Of course, listening to endless, random complaints and whining doesn’t have much value for anyone.

Complain - meh! Problem solve - YEAH!
Complaining is very different from intentional problem solving.

But respectful conversations that start with respectful questions … now that’s a different story.  Try it, and let us know how it goes. We’d LOVE to hear your experiences.

 

Growth Mindset and the MAGIC WORD

Most teachers and parents understand that when we step in and solve children’s problems we’re not doing them any favors. Not really. Not in the long run. But when kids’ frustration builds and they get close to quitting, sometimes it just feels easier to get everyone (including us) past obstacles and into solution territory.

Rather than solving kids’ problems, if we’re truly committed to preparing them for a lifetime of challenges (problem-solving opportunities), we should commit to helping them build growth mindsets.

There are many ways to encourage growth mindset. Unfortunately, there are also many ways to discourage growth mindset.

To make sure we are doing all the right things to encourage perseverance in our students, our children, and even ourselves – let’s get clear on what growth mindset is.  According to psychologist, Carol Dweck who popularized the term in her book, Mindset: The New Psychology of Success, people [of any and all ages] with growth mindset …

“… believe that their most basic abilities can be developed through dedication and hard work—brains and talent are just the starting point. This view creates a love of learning and a resilience that is essential for great accomplishment.”

How do we nurture kids’ perseverance? Well, we could follow Yoda’s approach by being really good examples – which, of course, is never a bad idea. Check out this video:

Yoda's instruction to Luke Skywalker, interpreted through the lens of GROWTH MINDSET.
Yoda’s instruction to Luke Skywalker, with a contemporary interpretation. (Thanks to Linda Lewis)
We should definitely avoid these common mistakes
  1. Praising effort alone: “Great effort” has become the consolation prize for children who aren’t actually learning. In other words, “Great effort” translates to “ineffective effort,” which sends the totally wrong message.
  2. “Try harder” is more empty feedback.
  3. “You can do anything” does not magically make it so.
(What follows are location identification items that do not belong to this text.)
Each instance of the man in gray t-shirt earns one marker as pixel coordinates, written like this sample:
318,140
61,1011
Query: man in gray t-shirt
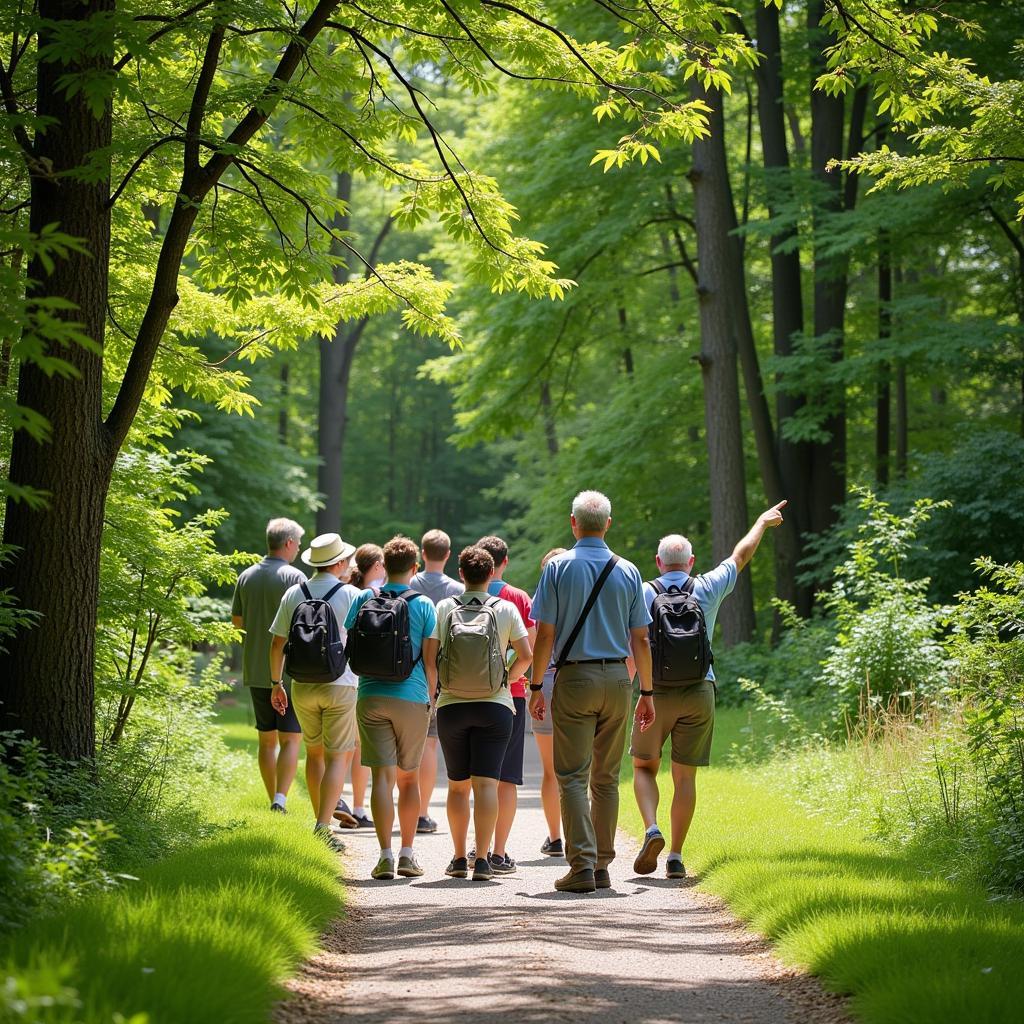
257,597
432,583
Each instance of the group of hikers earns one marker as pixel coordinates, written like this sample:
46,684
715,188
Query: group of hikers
373,660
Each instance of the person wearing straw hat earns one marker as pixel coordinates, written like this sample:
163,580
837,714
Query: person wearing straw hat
257,596
326,711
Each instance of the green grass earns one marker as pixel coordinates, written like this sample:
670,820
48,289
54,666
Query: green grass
870,920
206,935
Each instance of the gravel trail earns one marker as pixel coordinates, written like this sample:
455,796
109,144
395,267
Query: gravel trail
645,951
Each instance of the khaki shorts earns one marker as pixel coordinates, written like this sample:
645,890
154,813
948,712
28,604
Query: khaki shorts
327,715
392,731
688,715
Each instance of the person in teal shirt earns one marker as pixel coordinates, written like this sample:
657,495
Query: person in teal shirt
393,719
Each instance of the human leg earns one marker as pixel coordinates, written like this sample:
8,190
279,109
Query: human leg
336,766
458,814
288,762
645,788
382,802
484,811
573,716
267,757
549,785
510,777
691,737
314,775
360,778
427,775
684,802
609,741
409,805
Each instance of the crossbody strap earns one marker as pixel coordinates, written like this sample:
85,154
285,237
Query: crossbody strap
598,584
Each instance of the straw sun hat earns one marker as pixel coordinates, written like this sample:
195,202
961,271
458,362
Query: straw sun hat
327,550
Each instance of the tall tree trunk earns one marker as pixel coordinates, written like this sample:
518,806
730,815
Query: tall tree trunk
882,401
60,581
713,210
335,366
787,299
827,114
902,422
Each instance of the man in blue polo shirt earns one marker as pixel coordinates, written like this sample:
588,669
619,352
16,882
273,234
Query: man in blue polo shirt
591,699
685,713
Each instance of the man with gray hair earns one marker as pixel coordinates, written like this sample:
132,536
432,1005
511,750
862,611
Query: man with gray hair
591,616
257,596
682,627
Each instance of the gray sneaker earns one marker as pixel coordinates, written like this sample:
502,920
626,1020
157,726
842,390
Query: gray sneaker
384,870
409,867
674,867
646,862
501,865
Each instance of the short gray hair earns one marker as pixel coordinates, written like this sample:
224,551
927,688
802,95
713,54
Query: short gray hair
280,531
675,550
592,510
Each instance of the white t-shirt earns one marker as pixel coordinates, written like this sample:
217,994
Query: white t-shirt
318,586
510,629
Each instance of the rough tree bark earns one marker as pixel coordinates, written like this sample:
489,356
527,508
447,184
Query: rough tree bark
883,439
827,459
787,300
47,678
46,675
713,208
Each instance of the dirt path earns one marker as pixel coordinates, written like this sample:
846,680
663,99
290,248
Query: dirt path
645,951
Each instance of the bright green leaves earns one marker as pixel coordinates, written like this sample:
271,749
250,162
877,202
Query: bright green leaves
628,148
956,119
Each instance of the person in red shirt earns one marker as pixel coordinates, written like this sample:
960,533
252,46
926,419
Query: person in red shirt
511,775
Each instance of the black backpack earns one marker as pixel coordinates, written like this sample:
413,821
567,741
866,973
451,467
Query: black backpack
379,644
314,652
680,645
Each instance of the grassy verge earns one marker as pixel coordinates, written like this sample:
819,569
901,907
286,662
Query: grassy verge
205,935
873,921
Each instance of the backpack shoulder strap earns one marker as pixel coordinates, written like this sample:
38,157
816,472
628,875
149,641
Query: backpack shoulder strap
591,600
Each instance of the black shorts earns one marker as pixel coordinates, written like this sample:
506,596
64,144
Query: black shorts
267,720
474,735
512,765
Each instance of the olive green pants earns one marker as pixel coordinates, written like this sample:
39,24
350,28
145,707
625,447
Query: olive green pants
590,710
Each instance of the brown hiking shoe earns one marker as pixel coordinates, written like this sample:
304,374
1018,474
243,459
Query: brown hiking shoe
577,882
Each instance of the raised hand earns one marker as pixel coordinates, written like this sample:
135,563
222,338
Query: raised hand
773,517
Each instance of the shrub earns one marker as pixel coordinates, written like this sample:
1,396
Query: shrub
987,646
887,646
47,855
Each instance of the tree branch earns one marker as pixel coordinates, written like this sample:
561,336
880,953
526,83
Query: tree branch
197,110
171,25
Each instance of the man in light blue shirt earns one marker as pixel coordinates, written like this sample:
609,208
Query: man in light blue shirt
393,719
685,712
591,699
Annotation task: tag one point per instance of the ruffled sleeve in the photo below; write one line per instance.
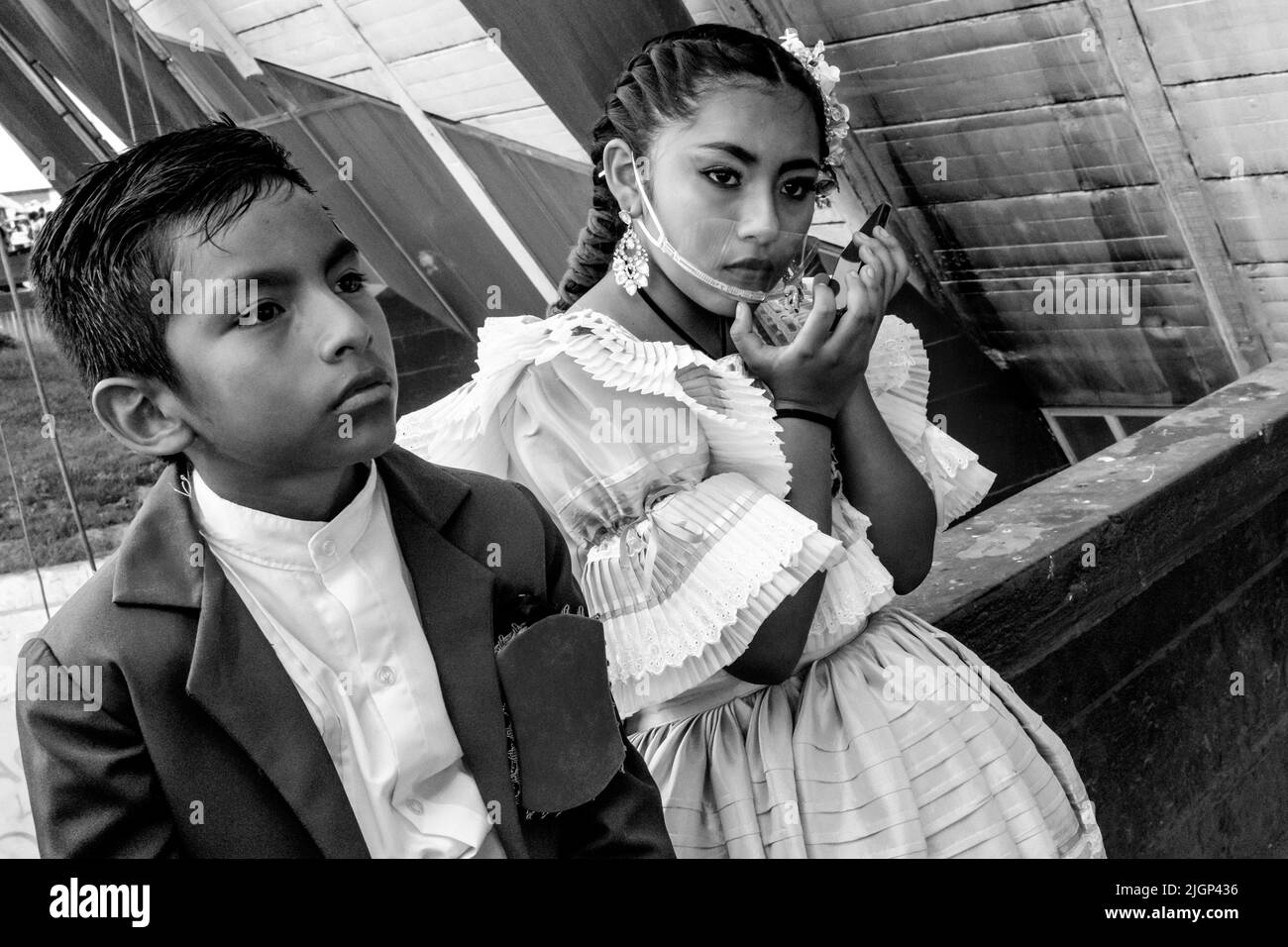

Students need knowledge, skills, strategies, and resources to solve their problems.
  4. “You’re so intelligent” and “You’re so smart” are actually counter-productive messages. (Many teachers have known this for decades, and instead use more specific statements: “You really stuck with that math problem until you figured it out. Wow.”)
  5. Scolding and shaming for not persevering and learning effectively. OUCH.

Excerpted from Edutopia article by Carol Dweck

So … what’s so magic about the word “YET” when seeking to nurture growth mindset?

It’s not just what we say … it’s how we say it.

“Yet,” when spoken with genuine respect for effort, can lighten the crushing effects of accumulated frustration. Acknowledgement of effort – when it’s REAL, rather than empty, consolation prize praise – helps to keep minds + attitudes open for learning new strategies.

Hard work is still ahead. “YET” provides a ray of hopeful sunshine to keep on keeping on.

Being "seen" when making an honest effort helps to neutralize frustration.
“YET” is a magic word, but only if we say it with genuine acknowledgement of observed effort.